Among measures highlighted by the Bus Minister Andrew Jones MP, in the government’s forthcoming Buses Bill is a proposal that all operators will be required to publish open data about local bus services.
This should allow app makers to develop products that passengers can use to plan journeys, and as a result, according to the minister, “give people the confidence to leave the car at home and take the bus instead”.
Other parts of the bill, that the government hopes will become law by early next year, aim to give more powers for councils to run their own bus services and for Oyster-style ticketing to introduced across the country.
Giving people confidence in buses
In a speech given at the UK Bus Summit 2016, at QE11 Centre, Westminster on 11 February 2016, Andrew Jones MP stated that one of the primary measures of the bill will address passengers’ need for better information.
“It is in everyone’s interests for people to know as much as possible about the bus services in their area. So our proposal is that all operators will be required to make data about routes, fares and times open and accessible.”
“It will allow app makers to develop products that passengers can use to plan their journeys, and give people the confidence to leave the car at home and take the bus instead.”

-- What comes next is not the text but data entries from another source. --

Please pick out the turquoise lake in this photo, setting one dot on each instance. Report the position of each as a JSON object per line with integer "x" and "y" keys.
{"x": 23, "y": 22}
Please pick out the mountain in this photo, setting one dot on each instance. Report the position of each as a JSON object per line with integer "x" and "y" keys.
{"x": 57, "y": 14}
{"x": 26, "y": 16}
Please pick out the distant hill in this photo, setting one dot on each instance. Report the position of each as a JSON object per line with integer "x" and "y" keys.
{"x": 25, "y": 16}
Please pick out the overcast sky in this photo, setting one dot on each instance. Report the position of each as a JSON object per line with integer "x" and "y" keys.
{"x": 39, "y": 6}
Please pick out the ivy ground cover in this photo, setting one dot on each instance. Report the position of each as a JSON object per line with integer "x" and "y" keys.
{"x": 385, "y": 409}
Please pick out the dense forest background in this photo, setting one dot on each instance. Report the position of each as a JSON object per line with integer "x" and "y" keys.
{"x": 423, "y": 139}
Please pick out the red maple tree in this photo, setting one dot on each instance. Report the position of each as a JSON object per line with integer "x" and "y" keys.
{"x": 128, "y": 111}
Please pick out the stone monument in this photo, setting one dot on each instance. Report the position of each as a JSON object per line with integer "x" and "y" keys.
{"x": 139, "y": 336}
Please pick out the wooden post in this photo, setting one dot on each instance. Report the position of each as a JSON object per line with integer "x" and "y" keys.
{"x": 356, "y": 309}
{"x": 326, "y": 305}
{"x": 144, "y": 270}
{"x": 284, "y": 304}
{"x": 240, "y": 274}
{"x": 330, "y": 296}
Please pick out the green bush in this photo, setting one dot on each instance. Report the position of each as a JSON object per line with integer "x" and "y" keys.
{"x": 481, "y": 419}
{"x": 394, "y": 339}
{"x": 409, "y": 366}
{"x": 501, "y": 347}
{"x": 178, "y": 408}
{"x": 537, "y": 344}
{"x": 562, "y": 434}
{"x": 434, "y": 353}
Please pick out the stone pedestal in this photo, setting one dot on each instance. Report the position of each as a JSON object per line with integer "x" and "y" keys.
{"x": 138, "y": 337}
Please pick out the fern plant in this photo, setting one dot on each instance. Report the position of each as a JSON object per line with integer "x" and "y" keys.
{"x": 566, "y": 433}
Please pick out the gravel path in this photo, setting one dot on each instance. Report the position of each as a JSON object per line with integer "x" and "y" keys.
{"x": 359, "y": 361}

The bill will only to apply to local bus services, and the detail of implementation will be left to local authorities to decide upon in order that the measures work best in each locality.
The bill had not yet been timetabled for introduction to parliament, but Andrew Jones hoped it would receive Royal Assent by early next year.
Bringing in external thinking
According to the government’s Open Policy Making toolkit, open data can benefit policy as:
It brings in external thinking through hack days to open eyes of politicians and officials and design better solutions. This has been used at places like MoveMaker and SkillsRoute.
It can help policy makers work with voices of citizens and create choice for users. Ofsted’s school dashboard has done this with schools to help parents choose.
It creates a different relationship between citizen and state, increasing awareness and sometimes driving engagement.
Not all data is fully open, there are scales of openness as described by the ODI spectrum.
Citymapper is one of the best known applications of open data, that so far in the UK covers London, Birmingham and Manchester. Citymapper takes data from transit authorities and the public sector around the globe to make cities easier to use and ‘reinvent the transport app for the world’s most complicated cities’.
Transport for London (TfL) has committed to syndicating open data to third parties (where technically, commercially and legally viable) and to engaging developers to deliver and innovate using open data.
Over 5,000 developers have registered for its open data, consisting of around 30 feeds and APIs focussed on enabling provision of high-quality travel applications, tools and services. As a result, developers have created “hundreds of applications, reaching millions of active users”.
TfL states that it is committed to open data because, as a public body, its data is publicly owned; that it wishes to extend reach of its data to users “wherever and whenever they wish, in any way they wish”; that open data facilitates the development of technology enterprises, small and medium businesses, generating employment and wealth for London and beyond; and that by having thousands of developers working on designing and building applications, services and tools with its data and APIs, it is effectively crowdsourcing innovation.